POODLE exemplifies a vulnerability that succeeds because of a mechanism designed for reducing security for the sake of interoperability. When designing systems in domains with high levels of fragmentation, then, extra care is appropriate. In such domains, graceful security degradation may become common.

Mitigation

To mitigate the POODLE attack, one approach is to completely disable SSL 3.0 on the client side and the server side. However, some old clients and servers do not support TLS 1.0 and above. Thus, the authors of the paper on POODLE attacks also encourage browser and server implementation of TLS_FALLBACK_SCSV, which will make downgrade attacks impossible.

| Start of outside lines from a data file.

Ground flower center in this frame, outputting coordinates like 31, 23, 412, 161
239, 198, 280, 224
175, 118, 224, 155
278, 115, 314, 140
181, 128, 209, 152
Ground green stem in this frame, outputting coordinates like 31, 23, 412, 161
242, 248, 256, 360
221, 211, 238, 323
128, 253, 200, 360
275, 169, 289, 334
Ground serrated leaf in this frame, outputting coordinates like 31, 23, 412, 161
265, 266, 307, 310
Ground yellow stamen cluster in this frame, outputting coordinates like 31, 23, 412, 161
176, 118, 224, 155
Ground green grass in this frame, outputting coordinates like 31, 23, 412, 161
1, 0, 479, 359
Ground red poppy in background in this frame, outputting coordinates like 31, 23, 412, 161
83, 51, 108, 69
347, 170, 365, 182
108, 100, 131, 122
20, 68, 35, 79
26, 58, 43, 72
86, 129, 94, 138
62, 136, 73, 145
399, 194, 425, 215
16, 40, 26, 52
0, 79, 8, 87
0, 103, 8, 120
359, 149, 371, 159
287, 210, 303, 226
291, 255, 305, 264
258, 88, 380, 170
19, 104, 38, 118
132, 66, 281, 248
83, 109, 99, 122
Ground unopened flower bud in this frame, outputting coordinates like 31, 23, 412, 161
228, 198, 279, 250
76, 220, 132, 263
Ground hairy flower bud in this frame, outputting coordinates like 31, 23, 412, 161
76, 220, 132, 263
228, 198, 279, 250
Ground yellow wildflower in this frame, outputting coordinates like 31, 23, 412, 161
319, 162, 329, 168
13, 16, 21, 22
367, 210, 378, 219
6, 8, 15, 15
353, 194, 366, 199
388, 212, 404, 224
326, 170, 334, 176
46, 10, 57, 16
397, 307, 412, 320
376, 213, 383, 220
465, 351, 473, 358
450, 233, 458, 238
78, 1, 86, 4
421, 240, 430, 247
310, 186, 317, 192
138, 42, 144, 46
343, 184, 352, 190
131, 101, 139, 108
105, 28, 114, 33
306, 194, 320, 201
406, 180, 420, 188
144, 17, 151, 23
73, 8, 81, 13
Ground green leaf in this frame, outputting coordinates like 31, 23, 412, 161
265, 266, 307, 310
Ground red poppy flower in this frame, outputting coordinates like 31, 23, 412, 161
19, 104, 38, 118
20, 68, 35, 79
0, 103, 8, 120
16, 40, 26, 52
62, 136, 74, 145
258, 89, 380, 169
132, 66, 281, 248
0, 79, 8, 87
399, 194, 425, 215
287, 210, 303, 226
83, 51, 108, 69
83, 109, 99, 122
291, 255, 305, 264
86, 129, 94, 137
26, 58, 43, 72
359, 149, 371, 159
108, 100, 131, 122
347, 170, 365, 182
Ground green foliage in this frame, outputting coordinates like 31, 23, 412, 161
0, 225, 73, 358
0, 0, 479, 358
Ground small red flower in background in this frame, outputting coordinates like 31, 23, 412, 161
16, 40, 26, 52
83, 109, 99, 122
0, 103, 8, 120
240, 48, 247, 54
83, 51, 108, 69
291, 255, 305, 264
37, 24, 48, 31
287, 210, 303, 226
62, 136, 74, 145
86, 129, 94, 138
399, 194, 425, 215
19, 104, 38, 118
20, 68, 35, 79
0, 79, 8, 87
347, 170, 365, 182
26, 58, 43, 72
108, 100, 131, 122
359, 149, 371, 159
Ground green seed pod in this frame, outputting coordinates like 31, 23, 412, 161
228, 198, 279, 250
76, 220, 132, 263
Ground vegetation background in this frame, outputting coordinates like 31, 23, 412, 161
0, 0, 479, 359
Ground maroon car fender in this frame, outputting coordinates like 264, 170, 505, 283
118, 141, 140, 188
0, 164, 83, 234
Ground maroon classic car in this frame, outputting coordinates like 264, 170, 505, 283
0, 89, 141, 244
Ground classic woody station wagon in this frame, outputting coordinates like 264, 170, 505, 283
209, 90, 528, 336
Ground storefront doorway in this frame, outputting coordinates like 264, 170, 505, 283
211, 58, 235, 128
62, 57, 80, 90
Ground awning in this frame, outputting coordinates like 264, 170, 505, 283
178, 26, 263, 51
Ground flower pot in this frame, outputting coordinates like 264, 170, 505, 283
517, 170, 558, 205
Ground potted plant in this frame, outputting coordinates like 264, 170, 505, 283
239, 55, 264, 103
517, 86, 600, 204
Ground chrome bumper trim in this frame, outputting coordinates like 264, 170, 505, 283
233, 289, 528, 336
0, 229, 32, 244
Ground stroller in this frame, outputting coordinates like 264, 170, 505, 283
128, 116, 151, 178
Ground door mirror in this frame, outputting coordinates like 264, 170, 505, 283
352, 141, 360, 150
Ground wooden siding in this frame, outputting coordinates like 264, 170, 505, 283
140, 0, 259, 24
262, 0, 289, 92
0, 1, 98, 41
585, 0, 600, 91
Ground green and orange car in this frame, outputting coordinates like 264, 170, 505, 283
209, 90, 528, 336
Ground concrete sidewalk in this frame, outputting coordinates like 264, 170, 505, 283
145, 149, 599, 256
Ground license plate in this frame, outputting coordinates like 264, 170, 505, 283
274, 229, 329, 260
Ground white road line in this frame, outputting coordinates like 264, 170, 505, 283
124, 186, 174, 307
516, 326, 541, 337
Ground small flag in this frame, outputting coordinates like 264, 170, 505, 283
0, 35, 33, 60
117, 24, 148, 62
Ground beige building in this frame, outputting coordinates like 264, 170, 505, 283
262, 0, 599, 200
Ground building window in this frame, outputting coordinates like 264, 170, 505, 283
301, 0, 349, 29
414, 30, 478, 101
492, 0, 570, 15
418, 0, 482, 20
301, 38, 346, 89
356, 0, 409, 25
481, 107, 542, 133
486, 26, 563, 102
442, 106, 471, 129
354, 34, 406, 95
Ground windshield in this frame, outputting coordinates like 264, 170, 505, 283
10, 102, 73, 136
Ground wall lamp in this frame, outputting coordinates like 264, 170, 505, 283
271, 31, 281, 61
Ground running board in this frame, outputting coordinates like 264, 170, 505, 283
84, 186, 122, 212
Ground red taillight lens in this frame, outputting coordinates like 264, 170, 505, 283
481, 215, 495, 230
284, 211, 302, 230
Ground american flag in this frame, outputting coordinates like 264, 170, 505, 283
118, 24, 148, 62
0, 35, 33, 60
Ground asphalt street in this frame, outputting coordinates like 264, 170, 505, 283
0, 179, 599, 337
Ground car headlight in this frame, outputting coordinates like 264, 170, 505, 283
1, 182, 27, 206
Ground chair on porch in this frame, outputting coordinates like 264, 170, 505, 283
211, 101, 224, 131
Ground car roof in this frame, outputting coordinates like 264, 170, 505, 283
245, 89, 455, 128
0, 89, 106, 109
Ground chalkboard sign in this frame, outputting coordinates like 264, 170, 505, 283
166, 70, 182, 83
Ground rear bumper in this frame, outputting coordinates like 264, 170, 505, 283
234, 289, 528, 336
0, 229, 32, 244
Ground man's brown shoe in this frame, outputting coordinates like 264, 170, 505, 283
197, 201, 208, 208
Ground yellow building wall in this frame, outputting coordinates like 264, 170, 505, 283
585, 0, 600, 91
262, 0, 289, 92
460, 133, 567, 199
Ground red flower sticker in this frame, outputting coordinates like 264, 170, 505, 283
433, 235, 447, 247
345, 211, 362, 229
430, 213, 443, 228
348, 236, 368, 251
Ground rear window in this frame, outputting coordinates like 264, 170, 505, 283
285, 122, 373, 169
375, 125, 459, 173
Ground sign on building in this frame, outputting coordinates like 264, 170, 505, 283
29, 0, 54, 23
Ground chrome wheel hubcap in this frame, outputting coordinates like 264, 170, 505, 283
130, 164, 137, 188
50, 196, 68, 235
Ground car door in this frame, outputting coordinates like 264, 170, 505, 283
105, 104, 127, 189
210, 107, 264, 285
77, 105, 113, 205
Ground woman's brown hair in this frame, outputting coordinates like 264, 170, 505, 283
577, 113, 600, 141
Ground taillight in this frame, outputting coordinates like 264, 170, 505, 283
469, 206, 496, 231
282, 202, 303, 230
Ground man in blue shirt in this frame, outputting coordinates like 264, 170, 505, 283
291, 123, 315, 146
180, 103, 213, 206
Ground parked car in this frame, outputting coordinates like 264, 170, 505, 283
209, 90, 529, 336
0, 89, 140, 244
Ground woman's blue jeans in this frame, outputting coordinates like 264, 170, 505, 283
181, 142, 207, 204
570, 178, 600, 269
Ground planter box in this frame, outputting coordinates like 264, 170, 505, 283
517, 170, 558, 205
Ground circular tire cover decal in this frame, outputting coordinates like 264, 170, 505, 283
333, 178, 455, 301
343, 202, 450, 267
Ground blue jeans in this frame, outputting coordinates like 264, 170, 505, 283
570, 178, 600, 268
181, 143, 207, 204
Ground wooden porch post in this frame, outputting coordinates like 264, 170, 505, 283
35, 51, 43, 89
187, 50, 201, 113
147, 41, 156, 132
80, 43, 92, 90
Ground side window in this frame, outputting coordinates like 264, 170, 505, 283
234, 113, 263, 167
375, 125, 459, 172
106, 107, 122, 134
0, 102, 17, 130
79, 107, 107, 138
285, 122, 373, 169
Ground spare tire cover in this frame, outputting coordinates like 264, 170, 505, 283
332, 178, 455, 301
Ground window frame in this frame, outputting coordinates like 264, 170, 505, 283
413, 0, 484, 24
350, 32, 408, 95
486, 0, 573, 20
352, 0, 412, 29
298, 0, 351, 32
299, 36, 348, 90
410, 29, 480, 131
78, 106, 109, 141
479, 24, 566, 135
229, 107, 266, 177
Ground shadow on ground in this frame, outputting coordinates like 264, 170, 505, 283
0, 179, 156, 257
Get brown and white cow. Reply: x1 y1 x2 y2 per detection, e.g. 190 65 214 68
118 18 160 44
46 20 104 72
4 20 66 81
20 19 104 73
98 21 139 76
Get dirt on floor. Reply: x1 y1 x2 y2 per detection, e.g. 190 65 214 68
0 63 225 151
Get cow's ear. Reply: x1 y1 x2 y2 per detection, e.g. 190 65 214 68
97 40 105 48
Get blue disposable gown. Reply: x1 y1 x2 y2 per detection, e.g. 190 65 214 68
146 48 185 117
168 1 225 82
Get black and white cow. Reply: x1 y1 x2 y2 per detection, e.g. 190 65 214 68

Another mitigation is to implement “anti-POODLE record splitting”. It splits the records into several parts and ensures none of them can be attacked. However the problem of the splitting is that, though valid according to the specification, it may also cause compatibility issues due to problems in server-side implementations.

A full list of browser versions and levels of vulnerability to different attacks (including POODLE) can be found in the article Transport Layer Security.

Opera 25 implemented this mitigation in addition to TLS_FALLBACK_SCSV.

Google’s Chrome browser and their servers had already supported TLS_FALLBACK_SCSV. Google stated in October 2014 it was planning to remove SSL 3.0 support from their products completely within a few months. Fallback to SSL 3.0 has been disabled in Chrome 39, released in November 2014. SSL 3.0 has been disabled by default in Chrome 40, released in January 2015.

Mozilla disabled SSL 3.0 in Firefox 34 and ESR 31.3, which were released in December 2014, and added support of TLS_FALLBACK_SCSV in Firefox 35.

Microsoft published a security advisory to explain how to disable SSL 3.0 in Internet Explorer and Windows OS, and on October 29, 2014, Microsoft released a fix which disables SSL 3.0 in Internet Explorer on Windows Vista / Server 2003 and above and announced a plan to disable SSL 3.0 by default in their products and services within a few months. Microsoft disabled fallback to SSL 3.0 in Internet Explorer 11 for Protect Mode sites on February 10, 2015, and for other sites on April 14, 2015.

Apple’s Safari (on OS X 10.8, iOS 8.1 and later) mitigated against POODLE by removing support for all CBC protocols in SSL 3.0, however, this left RC4 which is also completely broken by the RC4 attacks in SSL 3.0.. POODLE was completely mitigated in OS X 10.11 (El Capitan 2015) and iOS 9 (2015).

To prevent the POODLE attack, some web services dropped support of SSL 3.0. Examples include CloudFlare and Wikimedia.

Network Security Services version 3.17.1 (released on October 3, 2014) and 3.16.2.3 (released on October 27, 2014) introduced support for TLS_FALLBACK_SCSV, and NSS will disable SSL 3.0 by default in April 2015. OpenSSL versions 1.0.1j, 1.0.0o and 0.9.8zc, released on October 15, 2014, introduced support for TLS_FALLBACK_SCSV. LibreSSL version 2.1.1, released on October 16, 2014, disabled SSL 3.0 by default.